4 Out, 2019

Ébola: Diminui número de novos casos, total sobe para 3.197

Até 01 de outubro, foram registados no total 3.197 casos, incluindo 3.083 confirmados e 114 prováveis

A República Democrática do Congo registou, na semana passada, 20 novos casos de Ébola, menos nove do que na semana anterior, elevando para 3.197 o total de infeções desde agosto de 2018, segundo dados oficiais.

De acordo com o mais recente relatório sobre a evolução da epidemia de Ébola, divulgado pela Organização Mundial de Saúde (OMS), entre 25 de setembro e 01 de outubro, foram confirmados 20 novos casos nas províncias de Kivu Norte e Ituri, comparado com os 29 registados na semana anterior.

A OMS alerta, no entanto, que estes números devem ser “interpretados com precaução”, por causa dos desafios operacionais e de segurança em algumas zonas de saúde que continuam a dificultar a deteção de novos casos.

A epidemia causou já um total de 2.136 mortes (mais 10 do que na contagem anterior), situando a taxa de mortalidade da doença nos 67%.

A maioria dos pacientes de Ébola são mulheres (56%), seguindo-se 28% de crianças e jovens com menos de 18 anos e 5% de trabalhadores da saúde.

Metade dos casos da semana passada foram registados nas regiões sanitárias de Mambasa e Mandima, o que representa, segundo as autoridades de saúde, uma mudança das zonas urbanas com alta densidade populacional como Butembo, Katwa, e Beni, para zonas mais rurais e menos populosas.

“Isto resulta numa mudança para uma transmissão mais baseada nas comunidades e menos provável nas instalações de saúde, o que representa novos desafios em matéria de acessibilidade e logística para alcançar as aldeias afetadas num contexto de estação das chuvas”, adianta a OMS.

Globalmente, nos últimos 21 dias (entre 11 de setembro e 01 de outubro) foram confirmados 106 novos casos em 13 zonas sanitárias.

A OMS adiantou ainda que até 02 de outubro foram recebidos 61 milhões de dólares (55,5 milhões de euros) dos 287 milhões que a organização estima sejam necessários para financiar o plano estratégico de resposta à doença até dezembro.

As autoridades de saúde da RDCongo anunciaram a introdução, em meados de outubro, de uma segunda vacina experimental para prevenir infeções pelo vírus do Ébola.

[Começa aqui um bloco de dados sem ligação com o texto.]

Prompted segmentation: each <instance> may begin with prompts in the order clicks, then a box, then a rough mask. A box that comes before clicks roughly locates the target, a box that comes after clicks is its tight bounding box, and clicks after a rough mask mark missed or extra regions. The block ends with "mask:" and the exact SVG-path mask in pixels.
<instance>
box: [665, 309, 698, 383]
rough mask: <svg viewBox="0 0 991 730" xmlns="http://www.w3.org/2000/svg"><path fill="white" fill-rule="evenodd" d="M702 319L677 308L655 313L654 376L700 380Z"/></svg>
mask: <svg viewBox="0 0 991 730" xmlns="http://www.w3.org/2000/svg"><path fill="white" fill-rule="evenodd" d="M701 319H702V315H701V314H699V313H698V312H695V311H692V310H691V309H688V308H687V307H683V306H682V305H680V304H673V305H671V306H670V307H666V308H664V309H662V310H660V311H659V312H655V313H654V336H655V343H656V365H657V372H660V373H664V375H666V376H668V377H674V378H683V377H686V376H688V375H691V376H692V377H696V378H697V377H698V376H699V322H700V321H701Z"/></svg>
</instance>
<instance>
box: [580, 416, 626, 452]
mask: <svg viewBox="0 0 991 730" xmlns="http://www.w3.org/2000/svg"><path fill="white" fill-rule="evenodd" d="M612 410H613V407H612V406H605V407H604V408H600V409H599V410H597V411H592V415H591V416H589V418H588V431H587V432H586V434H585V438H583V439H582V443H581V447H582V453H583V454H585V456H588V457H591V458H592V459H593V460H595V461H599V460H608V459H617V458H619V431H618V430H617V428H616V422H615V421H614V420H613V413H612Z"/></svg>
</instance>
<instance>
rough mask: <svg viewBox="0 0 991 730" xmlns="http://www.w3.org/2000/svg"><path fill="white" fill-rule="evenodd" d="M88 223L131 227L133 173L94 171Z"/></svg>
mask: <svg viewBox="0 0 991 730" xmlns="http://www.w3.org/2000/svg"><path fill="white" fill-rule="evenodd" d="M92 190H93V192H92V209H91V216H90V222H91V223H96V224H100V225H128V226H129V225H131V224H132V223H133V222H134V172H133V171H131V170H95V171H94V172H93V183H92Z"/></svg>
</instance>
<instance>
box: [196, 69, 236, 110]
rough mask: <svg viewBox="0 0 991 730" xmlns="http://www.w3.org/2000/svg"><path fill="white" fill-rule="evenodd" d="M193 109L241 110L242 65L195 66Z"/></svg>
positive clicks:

A nova vacina, fabricada pela multinacional Johnson & Johnson, será administrada, em duas doses com 56 dias de intervalo, a populações em risco em áreas onde não existe transmissão ativa do Ébola como uma ferramenta adicional para alargar a cobertura contra o vírus.

A vacina da Johnson & Johnson irá complementar a atual vacina, fabricada pela multinacional Merck, que, segundo a OMS, se tem revelado “altamente eficaz e segura”, tendo ajudado a proteger milhares de vidas.

Esta vacina continuará a ser administrada a todas as pessoas com risco elevado de infeção pelo vírus do Ébola, incluindo todas aquelas que tenham estado em contacto com doentes confirmados.

Mais de 220 mil pessoas foram já vacinadas durante a atual epidemia de Ébola na RDCongo.

Em maio, o grupo de especialistas da OMS em imunização (SAGE, na sigla em inglês) recomendou o ajustamento das doses da vacina da Merck, bem como a avaliação da introdução de uma segunda vacina.

Foi ainda recomendada a criação de estações de vacinação móveis, para contornar os problemas de insegurança no país, e o aumento de pessoas abrangidas pela vacinação nas comunidades com transmissão ativa.